The following organizations and agencies support the State Medical Response System (SMRS).

State Agencies:       North Carolina Department of Crime Control and Public Safety
                      North Carolina Department of Health and Human Services
                      North Carolina Office of Emergency Medical Services
                      North Carolina Division of Public Health - Office of Public Health Preparedness &
                      Response (PHP&R)
                      Regional Response Teams (RRT)
                      North Carolina Disaster Response Network
                      North Carolina Department of Public Information

Federal Agencies:     Department of Health and Human Services
                      Department of Homeland Security
                      Federal Emergency Management Agency (FEMA)



OVERVIEW

Purpose
The purpose of Emergency Support Function 8 is to coordinate the medical and public health resources in
case of an emergency or disaster situation.
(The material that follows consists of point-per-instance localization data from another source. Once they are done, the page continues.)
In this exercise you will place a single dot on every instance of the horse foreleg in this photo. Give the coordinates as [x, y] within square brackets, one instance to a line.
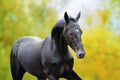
[72, 76]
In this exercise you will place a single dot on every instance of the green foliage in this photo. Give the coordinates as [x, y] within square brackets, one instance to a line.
[35, 17]
[21, 18]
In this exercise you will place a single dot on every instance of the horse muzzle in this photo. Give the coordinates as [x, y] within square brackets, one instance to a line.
[80, 54]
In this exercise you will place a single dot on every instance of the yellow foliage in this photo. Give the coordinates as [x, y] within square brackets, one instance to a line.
[102, 55]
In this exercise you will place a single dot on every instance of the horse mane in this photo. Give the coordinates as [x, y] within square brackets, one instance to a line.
[58, 27]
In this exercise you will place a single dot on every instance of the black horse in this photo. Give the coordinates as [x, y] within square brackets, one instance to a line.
[49, 57]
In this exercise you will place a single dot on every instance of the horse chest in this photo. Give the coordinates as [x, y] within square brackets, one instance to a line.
[58, 66]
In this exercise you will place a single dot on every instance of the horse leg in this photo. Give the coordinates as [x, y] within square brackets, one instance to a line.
[71, 76]
[41, 78]
[16, 69]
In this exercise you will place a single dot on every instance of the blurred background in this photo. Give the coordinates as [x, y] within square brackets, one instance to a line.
[100, 23]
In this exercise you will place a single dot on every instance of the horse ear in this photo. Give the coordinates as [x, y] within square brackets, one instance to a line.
[78, 16]
[66, 17]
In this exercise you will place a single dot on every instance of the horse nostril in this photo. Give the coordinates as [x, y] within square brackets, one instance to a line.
[81, 55]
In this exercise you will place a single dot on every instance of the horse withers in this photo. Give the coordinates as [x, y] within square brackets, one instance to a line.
[50, 57]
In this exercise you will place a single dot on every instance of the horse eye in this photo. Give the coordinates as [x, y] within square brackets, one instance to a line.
[71, 34]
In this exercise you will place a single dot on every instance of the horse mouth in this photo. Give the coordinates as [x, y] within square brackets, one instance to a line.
[80, 54]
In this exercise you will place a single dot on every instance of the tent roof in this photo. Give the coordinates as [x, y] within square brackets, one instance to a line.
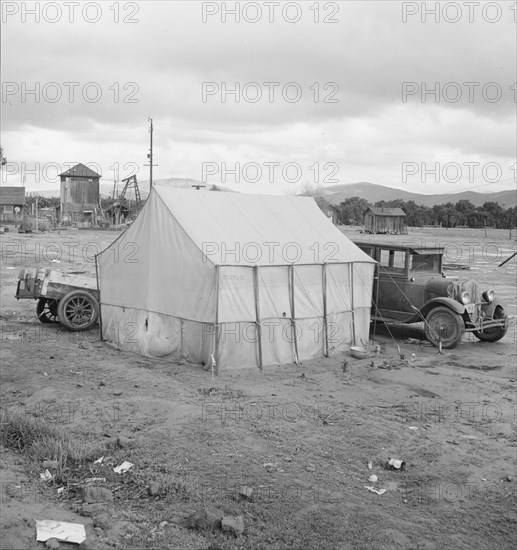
[243, 229]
The State Medical Response System (SMRS) Annex describes
the procedures and guidelines in place that will allow the Mountain Area Trauma Regional Advisory
Committee (MATRAC) to coordinate this supplement to local and regional medical care.


Situation
North Carolina has taken great strides in streamlining and improving its ability to respond to the medical
needs of its citizens in order to be better prepared for unexpected emergencies. Local, state, and regional
agencies have collaborated to form a tiered system called the State Medical Response System (SMRS).
The following North Carolina agencies have joined efforts to focus on the treatment and response phase
of natural and man-made disasters. These agencies represent the core systems responsible for
coordinating a disaster response, ensuring that treatment and prevention strategies are in place, and
ensuring the appropriate levels of disease surveillance and medical preparedness.
North Carolina Office of Emergency Medical Services (NCOEMS)
North Carolina Division of Emergency Management (NCDEM)
North Carolina Division of Public Health - Office of Public Health Preparedness & Response (PHP&R)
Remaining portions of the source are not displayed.